De korpschef heeft zich achter de aangevallen uitspraak gesteld.
4.
De Raad komt tot de volgende beoordeling.
4.1.
Met de korpschef en de rechtbank wordt geoordeeld dat appellant niet aannemelijk heeft gemaakt dat zijn feitelijk opgedragen werkzaamheden wezenlijk afwijken van het voor hem geldende functiedossier, zoals uitgebreid bij het bestreden besluit.
4.1.1.
Dat appellant een aantal HBO-certificaten heeft behaald betekent nog niet dat de werkzaamheden die appellant verricht ook zodanig complex zijn geworden, dat thans van een functie op HBO-niveau sprake is.

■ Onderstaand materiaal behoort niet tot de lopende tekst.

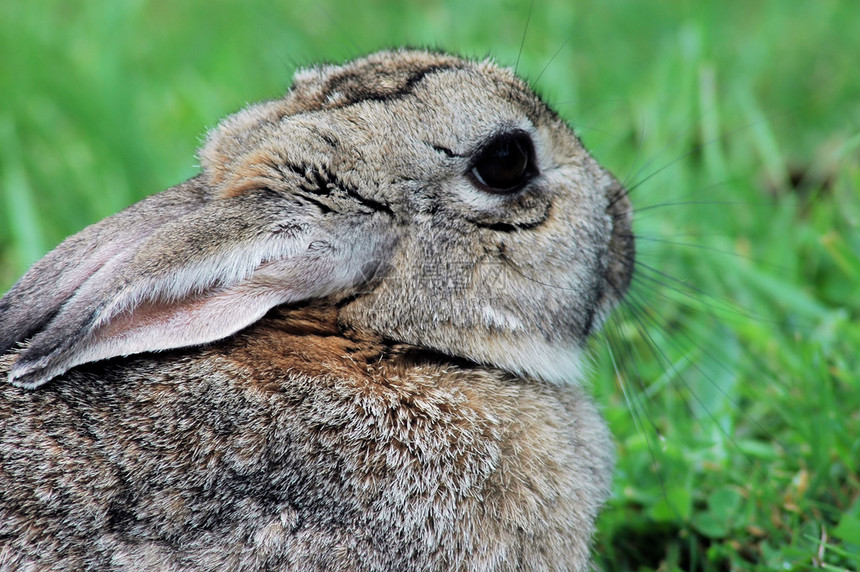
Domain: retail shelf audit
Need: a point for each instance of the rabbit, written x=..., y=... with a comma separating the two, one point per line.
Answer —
x=354, y=341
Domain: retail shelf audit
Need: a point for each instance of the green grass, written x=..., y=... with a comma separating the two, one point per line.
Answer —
x=730, y=379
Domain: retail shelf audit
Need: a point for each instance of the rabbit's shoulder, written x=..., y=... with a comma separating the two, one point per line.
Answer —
x=299, y=438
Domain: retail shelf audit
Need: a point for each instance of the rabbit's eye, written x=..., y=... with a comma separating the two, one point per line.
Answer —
x=505, y=164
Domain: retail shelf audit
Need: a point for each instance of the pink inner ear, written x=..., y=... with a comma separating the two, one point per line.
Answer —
x=154, y=326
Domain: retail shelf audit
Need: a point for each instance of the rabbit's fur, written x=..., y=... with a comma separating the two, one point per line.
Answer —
x=331, y=350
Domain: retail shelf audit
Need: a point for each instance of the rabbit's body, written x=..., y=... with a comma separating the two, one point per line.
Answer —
x=351, y=343
x=296, y=446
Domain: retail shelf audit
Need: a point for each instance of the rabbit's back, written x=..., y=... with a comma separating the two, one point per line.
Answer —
x=296, y=445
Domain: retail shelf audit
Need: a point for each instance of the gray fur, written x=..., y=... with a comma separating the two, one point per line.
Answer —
x=411, y=403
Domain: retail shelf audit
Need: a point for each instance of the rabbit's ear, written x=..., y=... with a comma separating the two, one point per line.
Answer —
x=177, y=270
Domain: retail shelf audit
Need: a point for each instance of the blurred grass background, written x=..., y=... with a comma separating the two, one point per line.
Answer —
x=730, y=379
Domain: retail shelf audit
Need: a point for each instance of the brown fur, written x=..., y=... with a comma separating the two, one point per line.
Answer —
x=331, y=350
x=350, y=454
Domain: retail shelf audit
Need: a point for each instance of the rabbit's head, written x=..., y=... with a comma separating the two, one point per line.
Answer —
x=436, y=201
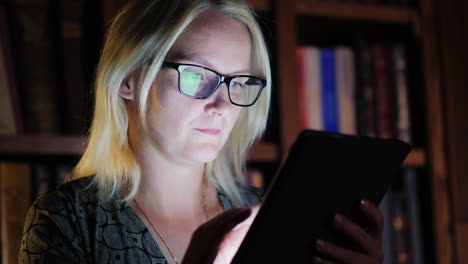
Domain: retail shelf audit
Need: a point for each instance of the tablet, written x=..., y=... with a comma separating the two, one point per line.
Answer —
x=324, y=173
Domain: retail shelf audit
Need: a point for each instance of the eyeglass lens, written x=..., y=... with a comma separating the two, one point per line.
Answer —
x=199, y=83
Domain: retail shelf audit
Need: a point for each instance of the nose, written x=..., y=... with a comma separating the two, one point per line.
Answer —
x=219, y=101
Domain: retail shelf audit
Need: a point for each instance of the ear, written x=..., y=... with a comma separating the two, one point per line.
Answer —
x=127, y=88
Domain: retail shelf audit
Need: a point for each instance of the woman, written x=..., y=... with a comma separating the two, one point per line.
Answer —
x=182, y=91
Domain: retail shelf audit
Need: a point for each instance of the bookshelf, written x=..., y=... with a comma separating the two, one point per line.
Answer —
x=431, y=156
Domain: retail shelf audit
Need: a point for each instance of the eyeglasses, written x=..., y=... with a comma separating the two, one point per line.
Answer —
x=199, y=82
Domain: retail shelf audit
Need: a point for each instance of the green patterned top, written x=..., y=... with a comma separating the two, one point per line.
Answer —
x=72, y=225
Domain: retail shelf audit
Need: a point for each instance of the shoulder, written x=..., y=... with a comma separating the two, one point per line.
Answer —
x=72, y=193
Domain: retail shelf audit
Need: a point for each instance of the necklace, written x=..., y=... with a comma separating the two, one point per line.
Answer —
x=205, y=205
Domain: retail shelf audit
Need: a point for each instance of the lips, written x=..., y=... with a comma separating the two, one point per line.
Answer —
x=209, y=131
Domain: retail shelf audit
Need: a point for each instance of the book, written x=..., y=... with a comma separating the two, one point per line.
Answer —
x=403, y=125
x=75, y=88
x=301, y=82
x=15, y=199
x=387, y=239
x=365, y=89
x=401, y=245
x=328, y=88
x=411, y=193
x=36, y=65
x=345, y=90
x=10, y=115
x=313, y=90
x=384, y=92
x=309, y=91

4.1.2. Voor toevoeging aan het functiedossier van extra taken uit de takenmatrix, naast de reeds toegevoegde taken 57, 65 en 69, ziet de Raad evenmin grond. Wat betreft de door appellant aangevoerde taak 1 heeft de rechtbank terecht overwogen dat hier slechts sprake is van een verwijzing naar de leidinggevende en coördinerende taken in de takenmatrix voor leidinggevenden, waarop appellant zich niet met succes kan beroepen omdat hem geen leidinggevende en coördinerende taken zijn opgedragen. Voor zover appellant zich ter zitting van de Raad heeft beroepen op de hoofdmedewerkerstaak “Leveren bijdrage aan ontwikkeling van beleid” wordt met de korpschef geoordeeld dat de adviserende werkzaamheden van appellant begrepen kunnen worden geacht in de taken 49 en 50 van de takenmatrix behorend bij de functie van appellant. Met betrekking tot taak 13 “Neemt deel aan besprekingen met de projectleiding” wordt de uitleg van de korpschef gevolgd, dat het daar gaat om het op rechercheniveau deelnemen aan besprekingen, en niet om besprekingen ten aanzien van
ICT-projecten. Deze laatste kunnen onder de beheer- en onderhoudstaken van de systeembeheerder DO begrepen worden geacht. Voorts heeft appellant niet aannemelijk gemaakt dat hij fungeert als praktijkcoach, zoals bedoeld in taak 24, of dat hij vraagbaak is voor collega’s met betrekking tot onderzoeken aan GSM’s, zoals bedoeld in taak 33. Wat betreft taak 42 “Draagt thematische kennis over aan medewerkers” wordt de uitleg van de korpschef gevolgd, dat het hier gaat om inhoudelijke kennis op een bepaald gebied, en dat het door appellant gestelde “overdragen van kennis met betrekking tot de (on-)mogelijkheden van (forensisch) ICT-gebruik” daaronder niet begrepen is. Appellant heeft voorts niet aannemelijk gemaakt dat hem de taken 43 en 55, betreffende (specialistische kennis op) een vakgebied, zijn opgedragen.
4.1.3.
Appellant heeft evenmin aannemelijk gemaakt dat sprake is van een zo wezenlijke afwijking dat hij feitelijk de functie van systeemspecialist Windows vervult en op dat niveau werkt. De toelichting van de korpschef wordt gevolgd, dat bij de systeemspecialist Windows sprake is van een landelijke functionaris, die deel uitmaakt van een specialistisch team en die als vraagbaak fungeert voor andere systeembeheerders. Er is dus sprake van wezenlijk andere taken en verantwoordelijkheden dan die van de systeembeheerder DO. Het beroep van appellant op het gelijkheidsbeginsel treft dan ook geen doel.
4.2.
Uit het vorenstaande volgt dat het hoger beroep niet slaagt. De aangevallen uitspraak wordt bevestigd.
5.
Voor een proceskostenveroordeling bestaat geen aanleiding.

BESLISSING

De Centrale Raad van Beroep bevestigt de aangevallen uitspraak voor zover aangevochten.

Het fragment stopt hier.